Department of Clinical Medicine and Prevention, University of Milano-Bicocca, Centre for Diagnosis and Therapy of Hemochromatosis, San Gerardo Hospital, Via Pergolesi 33, 20052 Monza, Italy

published online 26 January 2007.

Article Outline

 

Accumulating evidence suggests a link between serum ferritin, insulin resistance, and non-alcoholic fatty liver disease (NAFLD). Several studies showed high ferritin levels and/or increased prevalence of hyperferritinemia in patients with the whole metabolic syndrome [1], [2] or its single components [3], [4], [5], [6], with serum ferritin showing a linear increase with the increasing number of metabolic syndrome features [1]. Epidemiologic studies have further supported this notion by suggesting that serum ferritin could be a marker of insulin resistance [7]. Fat accumulation in the liver seems to be a very early event in the course of insulin resistance and several studies demonstrated the strong association between NAFLD, insulin resistance and metabolic syndrome features [8], [9], [10], [11]. Serum ferritin is indeed frequently increased in NAFLD patients [12], [13], [14], [15] and related to disease progression [15]. Finally, a common hepatic iron overload condition, characterised by hyperferritinemia with normal or slightly increased transferrin saturation, was described in non-C282Y homozygotes and named insulin-resistance hepatic iron overload [IR-HIO] syndrome due to frequent association with hepatic steatosis and metabolic abnormalities [16].

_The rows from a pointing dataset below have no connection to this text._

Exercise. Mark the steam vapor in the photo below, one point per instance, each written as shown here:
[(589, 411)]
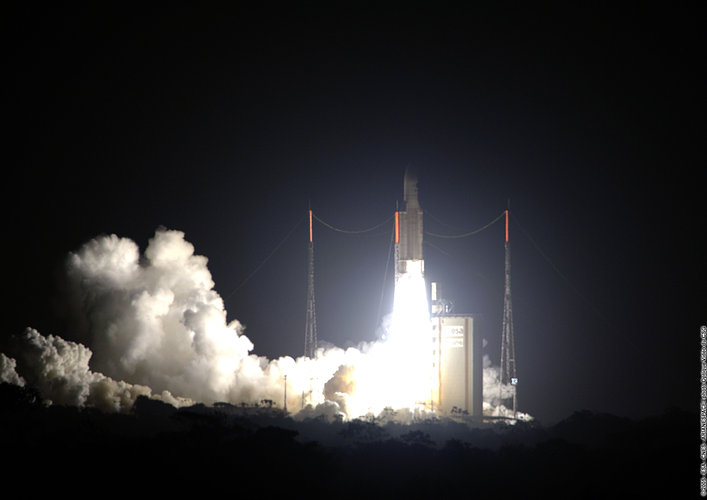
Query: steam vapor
[(156, 327)]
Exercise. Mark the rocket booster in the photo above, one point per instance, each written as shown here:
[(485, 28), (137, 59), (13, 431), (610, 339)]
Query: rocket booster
[(410, 227)]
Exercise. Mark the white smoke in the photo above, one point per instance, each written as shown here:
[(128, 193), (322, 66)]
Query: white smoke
[(59, 371), (153, 325), (8, 373), (495, 393)]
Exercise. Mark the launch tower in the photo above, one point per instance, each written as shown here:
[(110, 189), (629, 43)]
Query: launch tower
[(310, 329), (508, 353)]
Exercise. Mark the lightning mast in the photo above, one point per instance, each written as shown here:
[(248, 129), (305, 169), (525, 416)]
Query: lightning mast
[(310, 329), (508, 353)]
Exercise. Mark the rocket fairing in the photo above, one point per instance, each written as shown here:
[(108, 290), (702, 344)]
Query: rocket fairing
[(410, 228)]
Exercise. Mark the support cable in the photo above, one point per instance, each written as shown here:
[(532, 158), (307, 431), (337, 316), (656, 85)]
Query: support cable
[(470, 233), (348, 231), (242, 283), (561, 275)]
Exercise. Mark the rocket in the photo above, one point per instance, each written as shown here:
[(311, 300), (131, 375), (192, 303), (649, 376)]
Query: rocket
[(408, 229)]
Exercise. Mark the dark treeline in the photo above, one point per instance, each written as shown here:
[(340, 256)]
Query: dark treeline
[(158, 449)]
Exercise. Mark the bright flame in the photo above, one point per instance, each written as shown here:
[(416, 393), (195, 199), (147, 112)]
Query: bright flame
[(397, 373)]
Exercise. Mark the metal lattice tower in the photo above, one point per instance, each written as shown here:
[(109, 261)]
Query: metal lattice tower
[(310, 329), (508, 352)]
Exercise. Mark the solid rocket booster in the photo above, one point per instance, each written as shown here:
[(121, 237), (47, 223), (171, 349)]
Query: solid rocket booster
[(410, 228)]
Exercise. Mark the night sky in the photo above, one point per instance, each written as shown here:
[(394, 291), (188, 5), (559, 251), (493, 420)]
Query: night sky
[(226, 124)]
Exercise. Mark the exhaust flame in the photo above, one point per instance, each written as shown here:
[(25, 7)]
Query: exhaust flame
[(154, 323)]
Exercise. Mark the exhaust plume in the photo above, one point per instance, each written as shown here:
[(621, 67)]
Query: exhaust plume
[(153, 325)]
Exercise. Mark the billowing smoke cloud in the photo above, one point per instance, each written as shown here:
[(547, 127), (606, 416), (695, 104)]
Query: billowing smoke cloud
[(153, 325)]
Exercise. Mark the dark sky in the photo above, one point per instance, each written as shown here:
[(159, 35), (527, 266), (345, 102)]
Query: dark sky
[(225, 124)]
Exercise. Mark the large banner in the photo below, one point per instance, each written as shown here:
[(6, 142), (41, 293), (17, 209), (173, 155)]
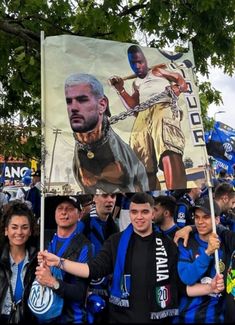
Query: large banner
[(144, 132)]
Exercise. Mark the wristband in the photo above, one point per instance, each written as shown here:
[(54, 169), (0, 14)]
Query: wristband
[(120, 92), (61, 263)]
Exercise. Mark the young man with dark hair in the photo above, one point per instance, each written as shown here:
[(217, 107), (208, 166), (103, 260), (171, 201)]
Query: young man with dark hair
[(225, 198), (164, 212), (68, 243), (102, 162), (197, 265), (143, 262)]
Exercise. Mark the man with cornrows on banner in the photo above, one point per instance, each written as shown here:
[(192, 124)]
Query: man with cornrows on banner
[(156, 136)]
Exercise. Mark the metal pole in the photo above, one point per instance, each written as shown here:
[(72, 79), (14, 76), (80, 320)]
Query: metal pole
[(56, 132)]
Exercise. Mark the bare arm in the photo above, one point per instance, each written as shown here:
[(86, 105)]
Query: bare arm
[(75, 268), (180, 84), (184, 234), (129, 101)]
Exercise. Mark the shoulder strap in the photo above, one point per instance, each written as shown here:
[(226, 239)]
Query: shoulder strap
[(11, 290)]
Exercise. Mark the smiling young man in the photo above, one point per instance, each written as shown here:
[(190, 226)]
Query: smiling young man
[(156, 136), (197, 265), (143, 264), (68, 243), (102, 162)]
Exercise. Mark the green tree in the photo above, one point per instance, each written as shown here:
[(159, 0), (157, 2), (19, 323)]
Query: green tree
[(208, 24)]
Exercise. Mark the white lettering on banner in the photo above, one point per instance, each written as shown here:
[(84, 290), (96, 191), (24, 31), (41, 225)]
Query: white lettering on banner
[(12, 172), (193, 107), (162, 271)]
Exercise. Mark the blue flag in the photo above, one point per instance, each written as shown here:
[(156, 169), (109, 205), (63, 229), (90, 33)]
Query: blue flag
[(220, 144)]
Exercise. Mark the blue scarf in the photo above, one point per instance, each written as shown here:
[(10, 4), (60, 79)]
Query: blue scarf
[(120, 290)]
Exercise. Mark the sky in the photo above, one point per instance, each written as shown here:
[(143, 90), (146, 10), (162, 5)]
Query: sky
[(226, 85)]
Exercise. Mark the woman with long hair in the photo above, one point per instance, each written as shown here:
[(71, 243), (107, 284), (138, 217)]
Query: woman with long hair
[(18, 260)]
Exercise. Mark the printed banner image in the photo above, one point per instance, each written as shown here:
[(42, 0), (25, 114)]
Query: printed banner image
[(120, 117)]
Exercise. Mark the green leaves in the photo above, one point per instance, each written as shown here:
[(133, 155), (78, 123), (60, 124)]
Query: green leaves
[(208, 24)]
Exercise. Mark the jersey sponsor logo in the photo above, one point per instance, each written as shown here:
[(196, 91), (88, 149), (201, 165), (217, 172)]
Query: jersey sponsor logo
[(163, 296), (181, 215), (208, 280), (36, 303), (162, 271)]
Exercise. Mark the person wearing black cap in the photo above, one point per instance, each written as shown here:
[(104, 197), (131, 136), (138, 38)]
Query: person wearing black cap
[(196, 264), (68, 243)]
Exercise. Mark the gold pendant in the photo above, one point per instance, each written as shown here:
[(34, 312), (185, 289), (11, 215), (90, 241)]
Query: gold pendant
[(90, 154)]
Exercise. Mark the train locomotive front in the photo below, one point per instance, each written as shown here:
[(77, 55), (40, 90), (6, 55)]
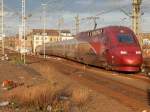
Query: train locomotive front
[(123, 51)]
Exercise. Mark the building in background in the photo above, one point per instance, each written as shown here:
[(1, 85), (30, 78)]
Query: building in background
[(145, 44), (65, 35), (35, 38)]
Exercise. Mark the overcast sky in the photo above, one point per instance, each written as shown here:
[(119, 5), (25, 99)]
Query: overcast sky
[(108, 11)]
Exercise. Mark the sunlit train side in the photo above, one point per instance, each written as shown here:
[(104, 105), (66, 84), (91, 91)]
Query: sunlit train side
[(113, 48)]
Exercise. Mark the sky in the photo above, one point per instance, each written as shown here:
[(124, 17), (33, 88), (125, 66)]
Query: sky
[(108, 12)]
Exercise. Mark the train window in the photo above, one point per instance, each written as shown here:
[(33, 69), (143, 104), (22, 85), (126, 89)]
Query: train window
[(123, 38)]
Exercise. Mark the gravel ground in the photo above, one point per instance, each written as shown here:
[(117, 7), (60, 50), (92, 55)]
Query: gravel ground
[(34, 74)]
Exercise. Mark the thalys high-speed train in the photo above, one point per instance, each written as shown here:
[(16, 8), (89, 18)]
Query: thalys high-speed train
[(114, 48)]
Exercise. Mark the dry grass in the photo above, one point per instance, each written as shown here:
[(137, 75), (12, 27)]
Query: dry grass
[(40, 96), (80, 95)]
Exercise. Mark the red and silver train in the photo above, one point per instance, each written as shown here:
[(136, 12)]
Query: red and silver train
[(113, 48)]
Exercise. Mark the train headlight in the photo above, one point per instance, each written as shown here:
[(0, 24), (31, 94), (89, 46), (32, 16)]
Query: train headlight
[(123, 52), (138, 52)]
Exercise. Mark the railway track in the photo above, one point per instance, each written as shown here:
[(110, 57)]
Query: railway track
[(134, 96)]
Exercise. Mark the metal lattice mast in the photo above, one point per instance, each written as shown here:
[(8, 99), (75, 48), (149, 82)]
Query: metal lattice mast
[(136, 12), (23, 30), (44, 27), (2, 26), (77, 24)]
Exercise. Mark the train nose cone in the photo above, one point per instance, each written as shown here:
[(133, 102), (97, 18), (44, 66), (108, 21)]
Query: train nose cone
[(132, 60)]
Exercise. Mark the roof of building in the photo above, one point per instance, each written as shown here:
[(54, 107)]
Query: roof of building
[(65, 31), (50, 32)]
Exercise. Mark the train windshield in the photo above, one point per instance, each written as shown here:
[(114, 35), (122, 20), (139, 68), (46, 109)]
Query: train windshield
[(123, 38)]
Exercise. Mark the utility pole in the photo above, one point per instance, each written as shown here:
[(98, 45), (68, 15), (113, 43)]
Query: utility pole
[(2, 26), (44, 27), (23, 31), (60, 22), (136, 12), (77, 24), (94, 18)]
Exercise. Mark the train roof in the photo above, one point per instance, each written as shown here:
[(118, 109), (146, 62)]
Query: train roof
[(103, 28)]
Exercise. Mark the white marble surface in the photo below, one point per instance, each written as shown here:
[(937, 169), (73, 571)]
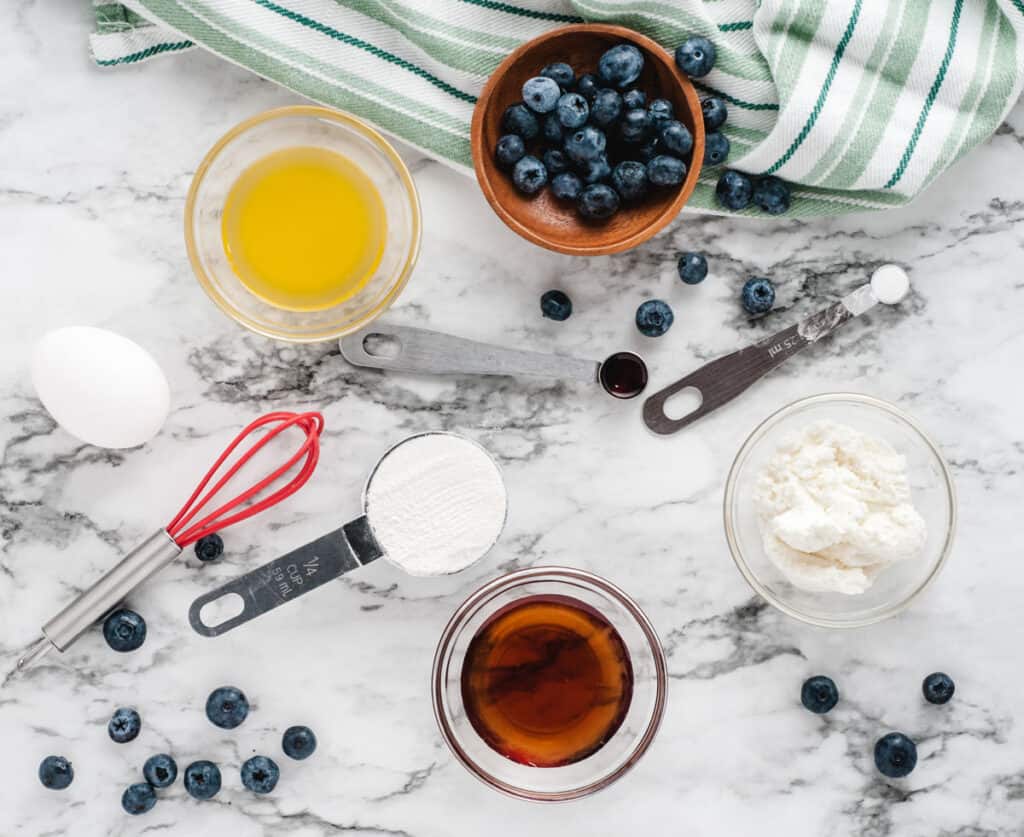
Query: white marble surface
[(93, 170)]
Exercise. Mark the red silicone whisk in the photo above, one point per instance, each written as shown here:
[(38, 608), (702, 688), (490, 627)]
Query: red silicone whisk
[(190, 524)]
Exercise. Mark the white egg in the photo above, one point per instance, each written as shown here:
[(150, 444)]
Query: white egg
[(99, 386)]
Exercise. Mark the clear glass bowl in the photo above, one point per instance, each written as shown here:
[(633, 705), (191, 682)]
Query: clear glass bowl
[(619, 754), (288, 127), (931, 487)]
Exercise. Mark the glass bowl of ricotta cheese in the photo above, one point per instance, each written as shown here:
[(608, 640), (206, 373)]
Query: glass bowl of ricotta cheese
[(840, 509)]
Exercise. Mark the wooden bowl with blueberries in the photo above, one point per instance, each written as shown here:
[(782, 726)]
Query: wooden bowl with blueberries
[(588, 139)]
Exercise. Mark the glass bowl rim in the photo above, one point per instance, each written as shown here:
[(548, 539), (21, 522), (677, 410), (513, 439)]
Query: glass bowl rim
[(515, 579), (346, 121), (758, 433)]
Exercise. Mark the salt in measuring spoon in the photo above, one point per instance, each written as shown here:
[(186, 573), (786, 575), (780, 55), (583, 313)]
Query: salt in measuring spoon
[(434, 504)]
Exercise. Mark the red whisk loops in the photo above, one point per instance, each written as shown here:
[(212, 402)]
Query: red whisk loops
[(185, 530)]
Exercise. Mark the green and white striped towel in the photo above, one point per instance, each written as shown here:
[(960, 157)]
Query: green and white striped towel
[(861, 103)]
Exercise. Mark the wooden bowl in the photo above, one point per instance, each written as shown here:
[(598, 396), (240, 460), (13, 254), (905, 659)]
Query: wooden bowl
[(544, 219)]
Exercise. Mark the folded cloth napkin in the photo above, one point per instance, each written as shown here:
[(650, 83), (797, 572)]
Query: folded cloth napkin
[(860, 103)]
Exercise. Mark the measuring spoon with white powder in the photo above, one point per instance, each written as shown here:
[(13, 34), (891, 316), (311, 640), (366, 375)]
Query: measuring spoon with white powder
[(434, 504), (723, 379)]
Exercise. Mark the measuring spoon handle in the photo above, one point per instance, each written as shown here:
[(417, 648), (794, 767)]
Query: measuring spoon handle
[(403, 348), (291, 576)]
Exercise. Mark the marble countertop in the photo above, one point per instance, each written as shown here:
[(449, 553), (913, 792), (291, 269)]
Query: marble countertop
[(93, 173)]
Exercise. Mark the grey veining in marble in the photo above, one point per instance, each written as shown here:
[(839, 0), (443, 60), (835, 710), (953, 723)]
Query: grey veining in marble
[(93, 171)]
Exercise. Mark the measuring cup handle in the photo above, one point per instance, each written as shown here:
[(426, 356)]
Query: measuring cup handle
[(291, 576)]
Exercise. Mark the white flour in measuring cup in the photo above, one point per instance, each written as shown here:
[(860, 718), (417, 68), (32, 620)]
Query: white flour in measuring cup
[(436, 503)]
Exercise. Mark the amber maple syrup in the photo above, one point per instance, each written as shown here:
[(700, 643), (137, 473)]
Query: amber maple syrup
[(547, 680)]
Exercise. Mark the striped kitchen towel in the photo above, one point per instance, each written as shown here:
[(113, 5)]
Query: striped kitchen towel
[(860, 103)]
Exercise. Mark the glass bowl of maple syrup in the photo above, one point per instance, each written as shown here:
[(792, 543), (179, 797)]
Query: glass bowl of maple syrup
[(549, 683)]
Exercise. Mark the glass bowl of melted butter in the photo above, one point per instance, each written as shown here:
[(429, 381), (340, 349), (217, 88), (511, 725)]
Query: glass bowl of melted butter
[(302, 223)]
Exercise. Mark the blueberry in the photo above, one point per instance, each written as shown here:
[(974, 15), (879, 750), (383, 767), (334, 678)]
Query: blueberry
[(226, 707), (541, 94), (734, 190), (138, 798), (771, 195), (55, 772), (938, 687), (160, 770), (560, 73), (630, 179), (636, 125), (529, 175), (895, 755), (202, 780), (676, 137), (606, 107), (758, 295), (695, 56), (621, 66), (124, 630), (818, 695), (716, 149), (692, 267), (666, 171), (299, 742), (209, 547), (260, 775), (715, 113), (587, 143), (654, 318), (509, 151), (566, 186), (518, 119), (598, 201), (634, 98), (124, 725), (555, 161)]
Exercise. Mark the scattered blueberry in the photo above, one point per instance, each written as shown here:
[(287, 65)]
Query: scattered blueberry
[(771, 195), (587, 143), (202, 780), (509, 151), (606, 107), (160, 770), (518, 119), (895, 755), (654, 318), (299, 742), (758, 295), (818, 695), (598, 201), (938, 687), (692, 267), (209, 547), (541, 94), (666, 171), (695, 56), (260, 775), (124, 630), (734, 191), (124, 725), (226, 707), (676, 137), (572, 110), (529, 175), (566, 186), (630, 179), (561, 74), (55, 772), (715, 113), (621, 66), (138, 798), (716, 149)]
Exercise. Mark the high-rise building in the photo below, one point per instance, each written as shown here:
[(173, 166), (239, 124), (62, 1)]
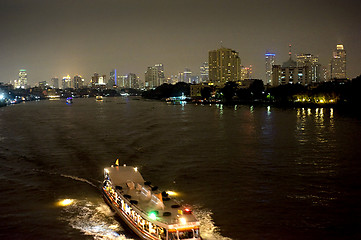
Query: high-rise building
[(246, 72), (224, 66), (290, 73), (66, 82), (270, 61), (204, 69), (338, 63), (22, 81), (113, 81), (54, 82), (187, 74), (154, 76), (314, 67), (77, 82)]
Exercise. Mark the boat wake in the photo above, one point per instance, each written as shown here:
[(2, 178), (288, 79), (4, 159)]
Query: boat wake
[(79, 179), (207, 227), (94, 220)]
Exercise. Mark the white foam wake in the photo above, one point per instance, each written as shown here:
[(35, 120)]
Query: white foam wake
[(208, 229), (79, 179), (94, 220)]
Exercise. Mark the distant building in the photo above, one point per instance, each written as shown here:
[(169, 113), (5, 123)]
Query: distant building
[(290, 73), (187, 75), (224, 66), (314, 73), (204, 69), (270, 61), (43, 84), (66, 82), (154, 76), (54, 82), (113, 81), (78, 82), (338, 63), (22, 81), (246, 72)]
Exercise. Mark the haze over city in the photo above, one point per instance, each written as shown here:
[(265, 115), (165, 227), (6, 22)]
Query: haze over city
[(57, 38)]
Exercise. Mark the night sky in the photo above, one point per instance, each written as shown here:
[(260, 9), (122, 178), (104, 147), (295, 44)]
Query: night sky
[(55, 38)]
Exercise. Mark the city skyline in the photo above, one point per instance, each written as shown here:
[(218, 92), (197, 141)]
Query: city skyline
[(51, 39)]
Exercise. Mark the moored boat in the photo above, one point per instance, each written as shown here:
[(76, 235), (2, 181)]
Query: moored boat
[(149, 213)]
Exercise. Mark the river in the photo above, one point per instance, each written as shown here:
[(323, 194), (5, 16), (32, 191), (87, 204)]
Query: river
[(249, 172)]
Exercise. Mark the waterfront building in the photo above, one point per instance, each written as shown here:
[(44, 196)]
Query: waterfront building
[(338, 63), (54, 82), (246, 72), (66, 82), (270, 61), (154, 76), (314, 74), (187, 74), (290, 73), (22, 81), (224, 66), (77, 82), (113, 81), (204, 69)]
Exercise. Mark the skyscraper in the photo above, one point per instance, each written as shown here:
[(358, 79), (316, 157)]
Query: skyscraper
[(204, 69), (338, 63), (270, 61), (154, 76), (77, 82), (314, 68), (66, 83), (224, 66), (23, 79)]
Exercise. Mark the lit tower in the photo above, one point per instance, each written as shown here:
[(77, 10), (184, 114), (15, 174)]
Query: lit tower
[(23, 79), (338, 63), (270, 61)]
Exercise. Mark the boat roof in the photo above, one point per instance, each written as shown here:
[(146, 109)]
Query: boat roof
[(122, 174), (149, 198)]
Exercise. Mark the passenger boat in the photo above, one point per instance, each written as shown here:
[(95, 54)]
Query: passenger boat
[(149, 213)]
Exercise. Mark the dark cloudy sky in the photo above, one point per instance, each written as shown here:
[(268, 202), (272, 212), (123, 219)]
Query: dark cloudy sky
[(55, 38)]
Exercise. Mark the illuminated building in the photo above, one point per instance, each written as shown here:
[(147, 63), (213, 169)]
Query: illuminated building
[(113, 81), (246, 72), (338, 63), (204, 69), (54, 82), (22, 80), (314, 68), (224, 66), (270, 61), (66, 82), (187, 74), (290, 73), (154, 76), (77, 82)]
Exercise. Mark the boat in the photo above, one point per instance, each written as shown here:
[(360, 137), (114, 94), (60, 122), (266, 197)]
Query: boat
[(148, 212)]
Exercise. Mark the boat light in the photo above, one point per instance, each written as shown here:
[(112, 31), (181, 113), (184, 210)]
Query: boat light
[(183, 220), (65, 202), (152, 215), (171, 193)]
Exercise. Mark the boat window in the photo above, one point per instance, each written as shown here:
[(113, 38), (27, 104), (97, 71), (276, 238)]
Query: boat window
[(172, 236), (185, 234)]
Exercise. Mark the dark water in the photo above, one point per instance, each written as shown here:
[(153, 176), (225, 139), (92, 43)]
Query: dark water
[(248, 172)]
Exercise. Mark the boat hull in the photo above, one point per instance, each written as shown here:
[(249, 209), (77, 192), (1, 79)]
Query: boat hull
[(142, 234)]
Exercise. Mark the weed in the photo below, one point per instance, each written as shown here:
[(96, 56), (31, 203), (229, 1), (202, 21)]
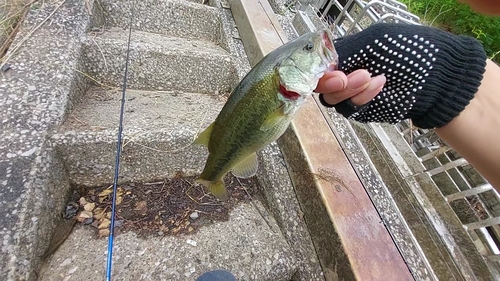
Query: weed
[(458, 18)]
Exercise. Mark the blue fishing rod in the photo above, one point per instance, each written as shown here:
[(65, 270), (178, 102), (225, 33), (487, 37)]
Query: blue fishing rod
[(109, 261)]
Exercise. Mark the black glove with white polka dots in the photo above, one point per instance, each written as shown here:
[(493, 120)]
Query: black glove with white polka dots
[(431, 75)]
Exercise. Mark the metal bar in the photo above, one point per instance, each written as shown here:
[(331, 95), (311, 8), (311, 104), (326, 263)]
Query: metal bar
[(435, 153), (447, 166), (483, 223), (473, 191)]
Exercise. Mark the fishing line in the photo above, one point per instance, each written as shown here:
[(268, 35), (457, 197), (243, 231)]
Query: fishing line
[(118, 154)]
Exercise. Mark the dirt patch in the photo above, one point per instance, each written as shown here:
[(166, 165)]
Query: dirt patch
[(170, 207)]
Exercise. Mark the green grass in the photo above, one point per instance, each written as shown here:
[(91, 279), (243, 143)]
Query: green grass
[(459, 19)]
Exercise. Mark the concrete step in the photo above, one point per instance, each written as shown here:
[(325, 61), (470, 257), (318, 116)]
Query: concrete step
[(159, 62), (244, 245), (178, 18), (158, 130)]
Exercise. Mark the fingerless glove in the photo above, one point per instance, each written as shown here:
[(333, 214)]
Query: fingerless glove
[(431, 74)]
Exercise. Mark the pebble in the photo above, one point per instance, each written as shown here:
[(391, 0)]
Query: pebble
[(194, 215)]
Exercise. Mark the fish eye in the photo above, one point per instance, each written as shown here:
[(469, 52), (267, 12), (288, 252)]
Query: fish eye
[(309, 46)]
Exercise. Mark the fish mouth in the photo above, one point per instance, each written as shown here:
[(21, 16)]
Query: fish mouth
[(327, 52)]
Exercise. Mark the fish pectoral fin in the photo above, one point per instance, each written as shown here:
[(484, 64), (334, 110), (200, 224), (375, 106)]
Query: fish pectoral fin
[(204, 136), (246, 168), (274, 118), (217, 188)]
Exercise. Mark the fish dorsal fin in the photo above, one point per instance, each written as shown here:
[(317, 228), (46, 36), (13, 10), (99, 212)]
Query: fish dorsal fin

Despite the substantial amount in support of an association between ferritin, iron overload, insulin resistance, and NAFLD the mechanisms underlying this intricate and intriguing relation are still unclear. Zelber-Sagi et al. in this issue of the Journal [17] tried to fill one of these gaps. They showed that NAFLD was responsible for the association between serum ferritin and the metabolic syndrome and most of its components suggesting that the relation between serum ferritin and most of metabolic syndrome features might be mediated by the presence of NAFLD at population-based level. Expanding their conclusions, they also suggest that the association found in previous studies between ferritin and components of the metabolic syndrome may depend from undiagnosed NAFLD. Among metabolic features, insulin appeared to be the strongest predictor of increased serum ferritin levels, but the association between serum ferritin and insulin was much more evident in the NAFLD group. Accordingly, the interaction between NAFLD and hyperinsulinemia was the major determinant of serum ferritin levels in a linear multivariate analysis, besides gender.

Despite the novelty of information, the cross-sectional design of the study prevents one from making inferences about the directionality of these associations. Two prospective studies provided evidence that increased ferritin levels precede the development of diabetes [18], [19]. However, it remains unanswered whether serum ferritin is a marker of insulin resistance or whether elevated serum ferritin may contribute, via iron accumulation, to the pathogenesis of altered metabolic states.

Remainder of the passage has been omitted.